So I am trying to scrape a table from a specific website using BeautifulSoup and urllib. My goal is to create a single list from all the data in this table. I have tried using this same code using tables from other websites, and it works fine. However, while trying it with this website the table returns a NoneType object. Can someone help me with this?
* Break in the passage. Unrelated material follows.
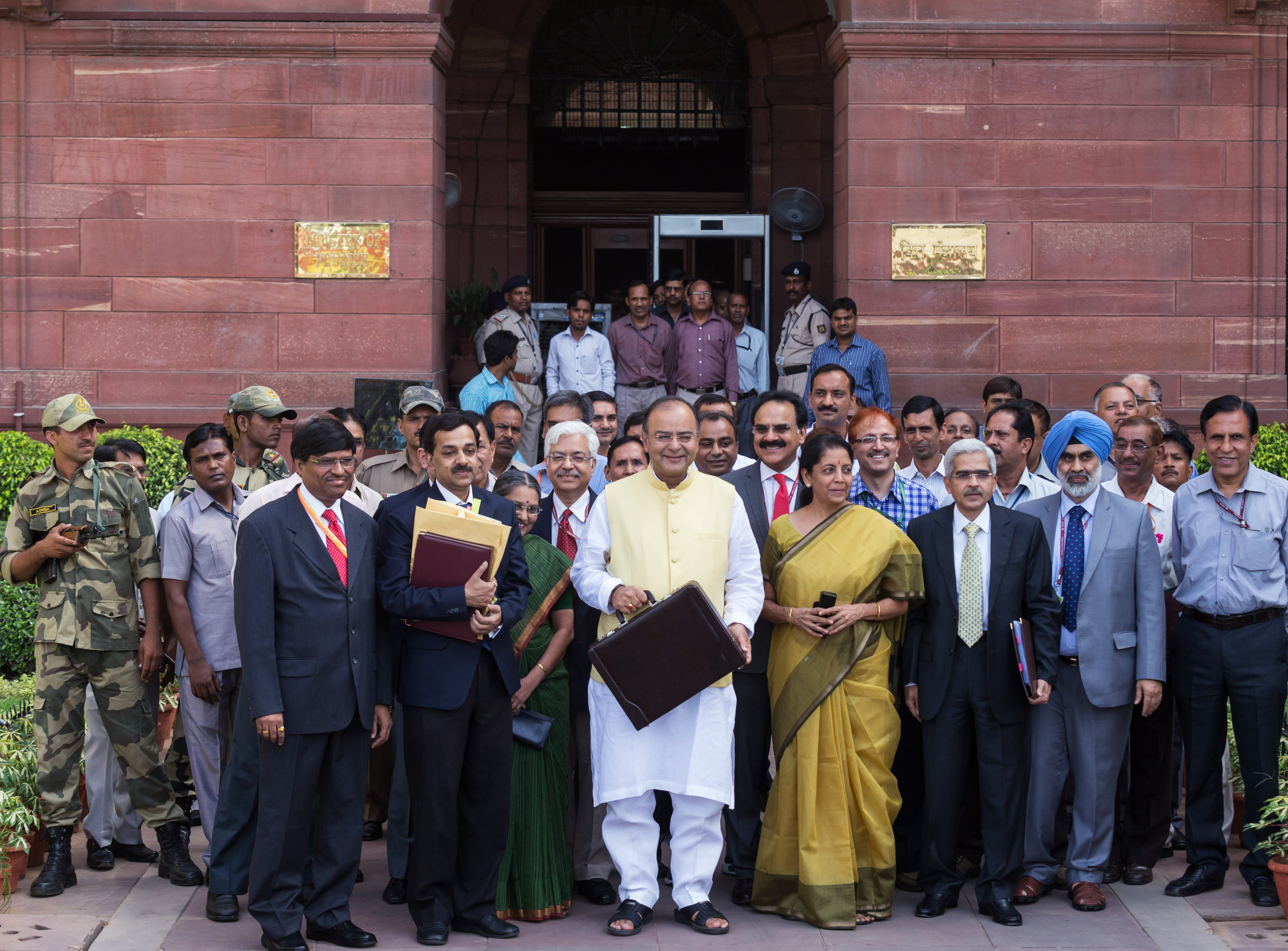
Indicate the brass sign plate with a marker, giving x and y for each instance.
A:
(342, 249)
(937, 252)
I've tried looking for other answers online but I'm not having much luck.
Here's the code:
import requests
import urllib
from bs4 import BeautifulSoup
soup = BeautifulSoup(urllib.request.urlopen("http://www.teamrankings.com/ncaa-basketball/stat/free-throw-pct").read())
table = soup.find("table", attrs={'class':'sortable'})
data = []
rows = table.findAll("tr")
for tr in rows:
cols = tr.findAll("td")
for td in cols:
text = ''.join(td.find(text=True))
data.append(text)
print(data)
Beautiful Soup is a very powerful library that makes web scraping by traversing the DOM (document object model) easier to implement. But it does only static scraping. Static scraping ignores JavaScript. It fetches web pages from the server without the help of a browser.
For web scraping to work in Python, we're going to perform three basic steps: Extract the HTML content using the requests library. Analyze the HTML structure and identify the tags which have our content. Extract the tags using Beautiful Soup and put the data in a Python list.
First, install Cheerio and Axios by running the following command: npm install cheerio axios . Then create a new file called crawler. js and copy/paste the following code: const axios = require('axios'); const cheerio = require('cheerio'); const getPostTitles = async () => { try { const { data } = await axios.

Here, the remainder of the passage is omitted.